Ainsi que rappelé par arrêt du 29 juin 2023 ordonnant la réouverture des débats, en vertu de l'article L.111-3,1° du code des procédures civiles d'exécution et des articles 501,502 et 503 du code de procédure civile constitue un titre exécutoire la décision judiciaire passée en force de chose jugée, revêtue de la formule exécutoire et qui a été notifiée à celui auquel elle est opposée;
Or l'arrêt du 8 mars 2007 qui fonde le commandement de payer aux fins de vente délivré le 10 juin 2021 a été signifié à M. [K] le 27 mai 2021, alors qu'en vertu de loi n° 2008- 561du 17 juin 2008 portant réforme de la prescription en matière civile, Mme [B] disposait d'un délai de dix ans pour signifier cet arrêt, soit au plus tard le 19 juin 2018 ;
Elle se prévaut de l'effet interruptif d'un précédent commandement de payer aux fins de saisie vente délivré à M. [K] le 19 juin 2018 en vertu du même arrêt ;
Toutefois ce commandement a été délivré sans titre exécutoire, faute de signification préalable du titre lui même au débiteur ;
Or le titre exécutoire constitue une condition de validité au fond de l'exercice des poursuites;
La nullité entachant ce commandement délivré sans titre exécutoire, le prive en conséquence de tout effet interruptif ;
L'appelante invoque par ailleurs la reconnaissance par M. [K] , lors des opérations de liquidation partage, de la prestation compensatoire due ;
L'article 2240 du code civil dispose que la reconnaissance par le débiteur du droit de celui contre lequel il prescrivait interrompt le délai de prescription ;
Toutefois le projet de la liquidation de communauté qu'elle produit (sa pièce 4) qui mentionne la prestation compensatoire n'est pas daté et son auteur n'est pas identifié. Ce document ne saurait donc constituer l'aveu sans équivoque par M. [K] de la créance revendiquée par Mme [B], et alors que l'intimé indique n'avoir eu de cesse d'invoquer la prescription, sauf accord amiable qui n'est pas intervenu ;
Il s'en déduit l'absence d'effet interruptif fondé sur les dispositions de l'article 2240 précité.
Il résulte des développements qui précèdent qu'à la date de la délivrance du commandement querellé le 10 juin 2021, la prescription de la décision de justice le fondant, était acquise;
Le premier juge sera en conséquence approuvé en ce qu'il a annulé cet acte.
Il sera encore confirmé en ce qu'il a débouté M. [K] de sa demande de dommages et intérêts sur le fondement de l'article L121-2 du code des procédures civiles d'exécution qui dispose que le juge de l'exécution a le pouvoir d'ordonner la mainlevée de toute mesure inutile ou abusive et de condamner le créancier à des dommages-intérêts en cas d'abus de saisie ;
En effet il n'est pas justifié d'un préjudice résultant de la seule délivrance de ce commandement de payer aux fins de saisie vente.

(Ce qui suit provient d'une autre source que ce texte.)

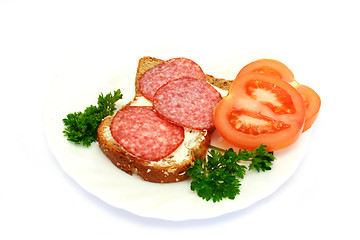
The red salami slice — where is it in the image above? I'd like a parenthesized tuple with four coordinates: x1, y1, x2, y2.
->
(153, 77, 222, 130)
(139, 58, 207, 101)
(110, 106, 184, 161)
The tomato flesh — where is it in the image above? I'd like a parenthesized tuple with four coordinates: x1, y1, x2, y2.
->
(213, 72, 305, 151)
(229, 109, 291, 135)
(246, 80, 296, 114)
(295, 84, 321, 132)
(236, 59, 296, 84)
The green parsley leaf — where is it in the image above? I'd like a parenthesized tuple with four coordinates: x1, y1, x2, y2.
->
(62, 89, 122, 147)
(187, 144, 275, 202)
(240, 144, 275, 172)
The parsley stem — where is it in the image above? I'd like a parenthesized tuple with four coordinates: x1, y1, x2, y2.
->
(209, 145, 226, 153)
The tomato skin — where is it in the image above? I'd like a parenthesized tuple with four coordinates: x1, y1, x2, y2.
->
(213, 72, 305, 152)
(295, 84, 321, 132)
(236, 59, 296, 84)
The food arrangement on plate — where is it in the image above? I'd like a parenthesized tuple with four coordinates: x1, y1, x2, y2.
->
(63, 56, 321, 203)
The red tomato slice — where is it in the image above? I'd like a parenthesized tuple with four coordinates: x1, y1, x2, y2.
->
(236, 58, 321, 132)
(213, 72, 305, 151)
(236, 59, 296, 84)
(295, 84, 321, 132)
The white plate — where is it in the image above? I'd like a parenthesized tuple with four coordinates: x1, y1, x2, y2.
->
(43, 50, 311, 221)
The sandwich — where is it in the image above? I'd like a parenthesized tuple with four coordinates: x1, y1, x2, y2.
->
(97, 56, 232, 183)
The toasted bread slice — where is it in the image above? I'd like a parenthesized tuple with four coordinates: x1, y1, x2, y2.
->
(97, 56, 232, 183)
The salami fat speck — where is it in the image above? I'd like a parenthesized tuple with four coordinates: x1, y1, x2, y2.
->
(110, 106, 184, 161)
(138, 58, 207, 101)
(153, 77, 222, 130)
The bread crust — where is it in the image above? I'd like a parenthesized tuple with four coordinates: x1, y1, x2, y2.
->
(97, 56, 231, 183)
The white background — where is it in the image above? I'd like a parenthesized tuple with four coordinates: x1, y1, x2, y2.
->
(1, 0, 359, 239)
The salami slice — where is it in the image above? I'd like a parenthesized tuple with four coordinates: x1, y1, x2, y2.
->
(153, 77, 222, 130)
(110, 106, 184, 161)
(138, 58, 207, 101)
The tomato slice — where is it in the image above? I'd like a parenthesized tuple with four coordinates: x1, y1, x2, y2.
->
(213, 72, 305, 151)
(236, 59, 296, 85)
(236, 58, 321, 132)
(295, 84, 321, 132)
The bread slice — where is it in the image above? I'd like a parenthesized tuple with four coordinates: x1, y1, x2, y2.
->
(97, 56, 232, 183)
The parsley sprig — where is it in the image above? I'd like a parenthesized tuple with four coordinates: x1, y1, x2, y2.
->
(63, 89, 123, 147)
(187, 144, 275, 202)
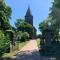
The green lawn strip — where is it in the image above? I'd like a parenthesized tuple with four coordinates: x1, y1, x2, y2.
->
(36, 38, 40, 48)
(19, 41, 28, 50)
(2, 41, 29, 58)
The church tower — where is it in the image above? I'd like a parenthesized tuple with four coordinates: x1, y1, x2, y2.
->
(25, 7, 33, 26)
(25, 7, 36, 39)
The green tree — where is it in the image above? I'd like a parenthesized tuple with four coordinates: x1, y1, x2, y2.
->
(39, 20, 49, 33)
(49, 0, 60, 28)
(49, 0, 60, 41)
(0, 0, 12, 30)
(15, 19, 25, 28)
(21, 32, 29, 42)
(0, 0, 12, 20)
(15, 19, 34, 37)
(17, 22, 34, 35)
(14, 31, 29, 42)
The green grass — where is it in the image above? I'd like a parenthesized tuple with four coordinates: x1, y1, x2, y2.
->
(3, 41, 29, 58)
(19, 41, 28, 50)
(36, 38, 40, 48)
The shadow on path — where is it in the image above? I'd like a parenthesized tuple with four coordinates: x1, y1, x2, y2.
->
(14, 50, 40, 60)
(0, 50, 60, 60)
(0, 50, 40, 60)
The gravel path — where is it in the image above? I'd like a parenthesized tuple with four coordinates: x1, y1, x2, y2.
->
(11, 40, 40, 60)
(3, 40, 57, 60)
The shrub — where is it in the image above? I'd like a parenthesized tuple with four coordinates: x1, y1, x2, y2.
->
(14, 31, 29, 42)
(20, 32, 29, 42)
(0, 32, 10, 56)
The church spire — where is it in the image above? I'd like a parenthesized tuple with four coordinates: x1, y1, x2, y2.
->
(25, 6, 32, 17)
(25, 6, 33, 26)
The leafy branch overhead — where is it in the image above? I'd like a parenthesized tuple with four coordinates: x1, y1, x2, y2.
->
(0, 0, 12, 30)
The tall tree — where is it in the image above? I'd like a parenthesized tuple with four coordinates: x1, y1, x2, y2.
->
(15, 19, 25, 28)
(39, 20, 50, 33)
(0, 0, 12, 20)
(0, 0, 12, 30)
(17, 22, 34, 35)
(15, 19, 34, 37)
(49, 0, 60, 41)
(50, 0, 60, 28)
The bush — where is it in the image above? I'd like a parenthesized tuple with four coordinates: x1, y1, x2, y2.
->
(37, 34, 42, 39)
(20, 32, 29, 42)
(0, 32, 10, 56)
(14, 31, 29, 42)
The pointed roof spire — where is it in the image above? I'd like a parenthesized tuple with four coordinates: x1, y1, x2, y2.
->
(25, 6, 32, 17)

Le sort des dépens et de l'indemnité de procédure a été exactement réglé par le premier juge.
A hauteur de cour, il convient d'accorder à l'intimé, contraint d'exposer de nouveaux frais pour se défendre, une indemnité complémentaire sur le fondement de l'article 700 du code de procédure civile dans les conditions précisées au dispositif ci-après. Partie perdante, l'appelante ne peut prétendre au bénéfice de ces dispositions et supportera les dépens d'appel.
PAR CES MOTIFS :
La cour, statuant après en voir délibéré conformément à la loi, par arrêt contradictoire prononcé par mise à disposition au greffe,
REJETTE la demande de révocation de l'ordonnance de clôture rendue le 10 octobre 2023 ;
DECLARE en conséquence irrecevables les écritures notifiées par Mme [V] [B] le 24 octobre 2023 ;
CONFIRME le jugement entrepris en toutes ses dispositions ;
Y ajoutant,
CONDAMNE Mme [V] [B] à payer à M. [O] [K] la somme de 1500 euros en application des dispositions de l'article 700 du code de procédure civile ;
DEBOUTE Mme [V] [B] de sa demande présentée à ce titre ;
LA CONDAMNE aux dépens d'appel qui pourront être recouvrés avec le bénéfice des dispositions de l'article 699 du code de procédure civile.